I looked up at the purple and blue clouds slowly roiling over the surface of this dimension. Then I looked ahead at the wide world and in fact, it really reminded me of an American city, like New York or London or something. There was tall towering skyscrapers and low slung buildings. There were bill boards with signs and giant television screens. Vehicles rushed along the streets and I saw highways way up in the sky, twisting around like a metal snake.
And there were people, but they weren’t human. Everyone else all had tails, fangs, and scaly lizard-like bodies. Their lips pulling back to bare their sharp teeth and their forked tongues flicking out as they made loud shrill hissing sounds. It was like when a cat hisses at someone, showing its teeth.
I said lowly under my breath, “Ah yeah, um, are you guys seeing this?”
There was no answer. The rough ride had torn apart my communications devices. Also the lizard people had gotten what had to be their military, because they were in matching uniform, holding what had to be guns, and what looked like sci-fi bows made out of metal strapped to their back.

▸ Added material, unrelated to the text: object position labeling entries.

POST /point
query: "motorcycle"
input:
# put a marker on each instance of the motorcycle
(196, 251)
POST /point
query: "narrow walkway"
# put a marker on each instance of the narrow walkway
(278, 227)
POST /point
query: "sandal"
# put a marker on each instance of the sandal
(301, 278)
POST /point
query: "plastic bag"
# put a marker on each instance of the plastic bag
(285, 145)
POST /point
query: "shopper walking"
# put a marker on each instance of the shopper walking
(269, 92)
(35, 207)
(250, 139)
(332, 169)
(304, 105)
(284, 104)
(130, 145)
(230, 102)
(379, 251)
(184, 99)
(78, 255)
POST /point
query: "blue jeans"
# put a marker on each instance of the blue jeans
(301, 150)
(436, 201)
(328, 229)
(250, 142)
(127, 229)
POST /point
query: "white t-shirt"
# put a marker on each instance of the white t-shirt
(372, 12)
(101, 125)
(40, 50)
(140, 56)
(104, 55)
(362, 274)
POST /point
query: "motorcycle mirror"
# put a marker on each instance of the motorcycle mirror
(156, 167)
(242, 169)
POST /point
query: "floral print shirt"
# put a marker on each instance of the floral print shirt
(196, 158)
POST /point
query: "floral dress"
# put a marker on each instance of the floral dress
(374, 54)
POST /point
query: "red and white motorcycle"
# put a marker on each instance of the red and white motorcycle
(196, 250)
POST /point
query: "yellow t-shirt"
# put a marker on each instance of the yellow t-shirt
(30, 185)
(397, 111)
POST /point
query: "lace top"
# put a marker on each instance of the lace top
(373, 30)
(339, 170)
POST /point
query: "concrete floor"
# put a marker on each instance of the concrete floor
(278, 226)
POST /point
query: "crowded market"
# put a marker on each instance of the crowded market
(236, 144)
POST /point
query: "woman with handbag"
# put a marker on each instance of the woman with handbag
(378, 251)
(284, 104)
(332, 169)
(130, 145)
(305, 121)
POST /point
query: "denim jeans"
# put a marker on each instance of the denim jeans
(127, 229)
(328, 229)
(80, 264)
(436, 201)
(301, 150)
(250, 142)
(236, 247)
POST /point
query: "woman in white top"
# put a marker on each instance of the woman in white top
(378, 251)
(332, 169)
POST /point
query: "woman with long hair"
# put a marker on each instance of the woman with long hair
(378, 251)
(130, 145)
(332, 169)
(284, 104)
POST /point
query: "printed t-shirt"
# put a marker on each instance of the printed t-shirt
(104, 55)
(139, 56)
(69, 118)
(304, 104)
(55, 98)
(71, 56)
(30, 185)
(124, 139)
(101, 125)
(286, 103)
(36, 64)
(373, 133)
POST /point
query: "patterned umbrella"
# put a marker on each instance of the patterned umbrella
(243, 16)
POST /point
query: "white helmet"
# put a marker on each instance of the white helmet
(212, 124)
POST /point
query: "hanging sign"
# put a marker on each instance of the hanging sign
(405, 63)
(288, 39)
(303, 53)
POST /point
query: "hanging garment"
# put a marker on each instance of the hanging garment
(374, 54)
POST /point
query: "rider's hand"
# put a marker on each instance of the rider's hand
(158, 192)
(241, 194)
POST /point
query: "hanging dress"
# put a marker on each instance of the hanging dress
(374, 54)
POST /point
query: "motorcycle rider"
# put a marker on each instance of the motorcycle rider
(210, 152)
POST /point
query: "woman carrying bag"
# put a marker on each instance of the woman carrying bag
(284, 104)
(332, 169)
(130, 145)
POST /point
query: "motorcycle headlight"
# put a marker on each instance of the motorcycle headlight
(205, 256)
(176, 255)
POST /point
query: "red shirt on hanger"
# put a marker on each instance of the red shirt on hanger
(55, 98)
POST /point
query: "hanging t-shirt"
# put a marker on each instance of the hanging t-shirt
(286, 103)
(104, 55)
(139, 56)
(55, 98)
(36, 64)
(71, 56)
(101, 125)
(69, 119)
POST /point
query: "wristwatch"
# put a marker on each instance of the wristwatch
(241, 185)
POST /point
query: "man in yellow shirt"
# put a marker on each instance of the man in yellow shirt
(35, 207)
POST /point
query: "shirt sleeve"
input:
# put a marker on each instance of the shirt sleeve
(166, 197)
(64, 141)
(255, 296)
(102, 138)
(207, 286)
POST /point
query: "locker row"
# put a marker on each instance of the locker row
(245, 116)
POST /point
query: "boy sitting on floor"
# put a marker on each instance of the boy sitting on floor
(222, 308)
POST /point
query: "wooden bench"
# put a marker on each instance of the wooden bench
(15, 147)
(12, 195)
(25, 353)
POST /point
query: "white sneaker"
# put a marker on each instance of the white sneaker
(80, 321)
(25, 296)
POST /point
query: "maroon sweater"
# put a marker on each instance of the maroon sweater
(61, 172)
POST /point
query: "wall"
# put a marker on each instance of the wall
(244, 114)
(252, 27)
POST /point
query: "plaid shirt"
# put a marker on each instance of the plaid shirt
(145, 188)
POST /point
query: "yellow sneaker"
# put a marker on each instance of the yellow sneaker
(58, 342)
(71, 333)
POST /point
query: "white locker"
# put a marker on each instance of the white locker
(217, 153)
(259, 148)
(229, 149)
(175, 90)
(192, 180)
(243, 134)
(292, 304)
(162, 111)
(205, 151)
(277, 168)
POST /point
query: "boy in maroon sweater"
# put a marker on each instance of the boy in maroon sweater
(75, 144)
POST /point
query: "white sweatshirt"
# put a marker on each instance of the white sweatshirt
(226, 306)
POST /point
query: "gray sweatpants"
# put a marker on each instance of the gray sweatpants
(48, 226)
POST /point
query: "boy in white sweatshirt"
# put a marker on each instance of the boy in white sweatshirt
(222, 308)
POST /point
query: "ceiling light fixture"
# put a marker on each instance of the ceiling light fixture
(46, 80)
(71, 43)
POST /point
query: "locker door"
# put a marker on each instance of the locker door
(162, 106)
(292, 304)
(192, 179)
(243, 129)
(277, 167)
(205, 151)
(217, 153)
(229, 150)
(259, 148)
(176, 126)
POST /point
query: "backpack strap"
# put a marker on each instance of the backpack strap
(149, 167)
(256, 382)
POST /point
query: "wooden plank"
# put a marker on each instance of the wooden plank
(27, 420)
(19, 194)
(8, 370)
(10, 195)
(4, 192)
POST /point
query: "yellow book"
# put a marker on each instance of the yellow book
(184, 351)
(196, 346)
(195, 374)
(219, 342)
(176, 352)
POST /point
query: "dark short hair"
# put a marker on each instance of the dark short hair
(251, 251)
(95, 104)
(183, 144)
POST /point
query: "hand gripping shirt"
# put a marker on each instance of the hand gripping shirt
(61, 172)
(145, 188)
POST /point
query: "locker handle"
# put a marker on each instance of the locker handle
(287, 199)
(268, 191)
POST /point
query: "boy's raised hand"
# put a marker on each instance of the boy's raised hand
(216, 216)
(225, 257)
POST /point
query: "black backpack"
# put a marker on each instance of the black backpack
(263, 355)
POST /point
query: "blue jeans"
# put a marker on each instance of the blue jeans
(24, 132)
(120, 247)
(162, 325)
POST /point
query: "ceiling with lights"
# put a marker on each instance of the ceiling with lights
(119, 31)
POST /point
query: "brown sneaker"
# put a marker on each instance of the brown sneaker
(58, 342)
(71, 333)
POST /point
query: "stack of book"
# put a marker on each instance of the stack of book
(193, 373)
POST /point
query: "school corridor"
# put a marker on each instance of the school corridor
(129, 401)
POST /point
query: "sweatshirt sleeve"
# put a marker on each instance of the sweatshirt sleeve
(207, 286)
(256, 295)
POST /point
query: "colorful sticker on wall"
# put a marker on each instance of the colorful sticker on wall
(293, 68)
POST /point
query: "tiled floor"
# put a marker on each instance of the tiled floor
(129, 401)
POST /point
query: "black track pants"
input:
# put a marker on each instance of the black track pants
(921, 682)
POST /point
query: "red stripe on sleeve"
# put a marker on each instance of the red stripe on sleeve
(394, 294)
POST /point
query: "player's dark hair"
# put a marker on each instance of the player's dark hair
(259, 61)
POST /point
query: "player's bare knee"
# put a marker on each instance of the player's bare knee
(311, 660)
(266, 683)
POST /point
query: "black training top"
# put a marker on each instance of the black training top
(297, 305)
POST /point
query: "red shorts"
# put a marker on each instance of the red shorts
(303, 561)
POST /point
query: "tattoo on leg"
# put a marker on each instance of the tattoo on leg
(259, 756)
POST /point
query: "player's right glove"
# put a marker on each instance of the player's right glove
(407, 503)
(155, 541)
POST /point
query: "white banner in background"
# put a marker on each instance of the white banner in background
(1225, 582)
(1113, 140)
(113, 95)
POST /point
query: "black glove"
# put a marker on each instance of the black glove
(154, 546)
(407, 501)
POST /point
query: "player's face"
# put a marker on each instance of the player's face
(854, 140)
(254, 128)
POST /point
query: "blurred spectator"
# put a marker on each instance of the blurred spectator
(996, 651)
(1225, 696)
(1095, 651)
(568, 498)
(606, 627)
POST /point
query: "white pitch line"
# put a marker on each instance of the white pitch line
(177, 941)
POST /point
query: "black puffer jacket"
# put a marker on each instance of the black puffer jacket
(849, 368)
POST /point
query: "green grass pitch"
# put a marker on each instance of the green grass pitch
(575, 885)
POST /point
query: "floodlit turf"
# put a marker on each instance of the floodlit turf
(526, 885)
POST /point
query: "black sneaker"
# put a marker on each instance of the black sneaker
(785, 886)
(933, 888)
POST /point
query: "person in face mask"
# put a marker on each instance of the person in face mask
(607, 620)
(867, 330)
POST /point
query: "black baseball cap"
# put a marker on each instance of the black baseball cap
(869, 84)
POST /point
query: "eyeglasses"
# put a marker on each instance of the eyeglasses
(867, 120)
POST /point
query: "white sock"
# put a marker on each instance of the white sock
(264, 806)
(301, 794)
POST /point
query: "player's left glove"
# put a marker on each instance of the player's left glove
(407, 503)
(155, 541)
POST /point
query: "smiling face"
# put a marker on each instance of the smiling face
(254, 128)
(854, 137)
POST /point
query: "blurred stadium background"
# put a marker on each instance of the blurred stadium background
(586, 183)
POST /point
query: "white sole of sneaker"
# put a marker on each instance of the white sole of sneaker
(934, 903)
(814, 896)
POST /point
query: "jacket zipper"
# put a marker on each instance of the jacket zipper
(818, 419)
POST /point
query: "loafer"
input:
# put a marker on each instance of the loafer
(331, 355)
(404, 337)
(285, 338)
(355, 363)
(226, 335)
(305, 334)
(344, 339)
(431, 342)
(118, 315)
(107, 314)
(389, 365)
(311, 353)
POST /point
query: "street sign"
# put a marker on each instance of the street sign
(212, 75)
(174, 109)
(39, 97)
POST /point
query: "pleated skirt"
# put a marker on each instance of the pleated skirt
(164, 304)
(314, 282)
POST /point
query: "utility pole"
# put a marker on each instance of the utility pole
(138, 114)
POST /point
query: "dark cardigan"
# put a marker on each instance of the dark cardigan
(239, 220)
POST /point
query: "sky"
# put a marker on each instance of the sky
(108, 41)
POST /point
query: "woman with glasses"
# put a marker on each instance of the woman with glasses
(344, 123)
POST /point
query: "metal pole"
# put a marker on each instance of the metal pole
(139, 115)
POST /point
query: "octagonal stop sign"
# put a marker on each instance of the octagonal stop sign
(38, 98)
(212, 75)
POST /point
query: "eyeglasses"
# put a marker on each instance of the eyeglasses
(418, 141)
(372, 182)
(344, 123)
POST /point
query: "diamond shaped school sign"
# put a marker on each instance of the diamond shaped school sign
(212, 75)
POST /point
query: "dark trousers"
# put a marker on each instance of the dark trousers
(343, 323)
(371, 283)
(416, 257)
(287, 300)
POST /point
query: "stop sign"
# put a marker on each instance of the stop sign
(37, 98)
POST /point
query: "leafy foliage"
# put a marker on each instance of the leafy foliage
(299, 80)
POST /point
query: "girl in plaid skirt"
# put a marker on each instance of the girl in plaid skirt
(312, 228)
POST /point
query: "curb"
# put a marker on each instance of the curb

The lizards slowly approached me, two had their guns out, and one was making a sign at me, holding the hand out palm at me then curled it backwards itself, like pulling me towards it.
Come here.
I don’t think so.
I realized then there was no return button on my chair. I had no way to signal to the control room that I wanted to come back. My comms was down, it shattered pieces somewhere along the way of crossing dimensions. And now I’m slowly getting surrounded by well-armed lizard alien-things.
For the first time in a long time, since the moment I realized I couldn’t die no matter what, I prayed.
God, if there is a God, get me out of here. I know I’ve always wanted to die, and I still kind of do want to die, but I don’t want to die like this. So please. Amen.
The Chair began to grow hot, and violently shake like twirl-a-whirl. I closed my eyes tight, and began praising intently. The lizards began growling and hissing again but with lasers of red, blue, orange and purple swirling around me, I disappeared from them, and reappeared in the control room.
I was a smoothie again, but my body slimed its way back into a human form, and I pressed the button to release itself from the prison of The Chair. I stumbled off it, gasping and inhaling. The science nerds pushed themselves around me, spraying me with disinfectant and holding clipboards and tablets and trying to talk to me.
I walked up to the CCO and grabbed his collar with both trembling hands. He put his hands up peacefully, grinning at me.
“Well,” he said, his eyes dancing behind his glasses. “How was the ride?”
I breathed heavily, my fists shakily clenching his collar.
Then I said, “Let’s do it again.”
The End.
I also like sci-fi, so I tried my hand at it. Hope you enjoyed, Storytellers!
Until next time,
A. E.




I love this! Jake's internal monologue is great. Provides the perfect amount of humour for a story like this. Loved him describing his favourite way he'd died! And of course he's a thrill seeker.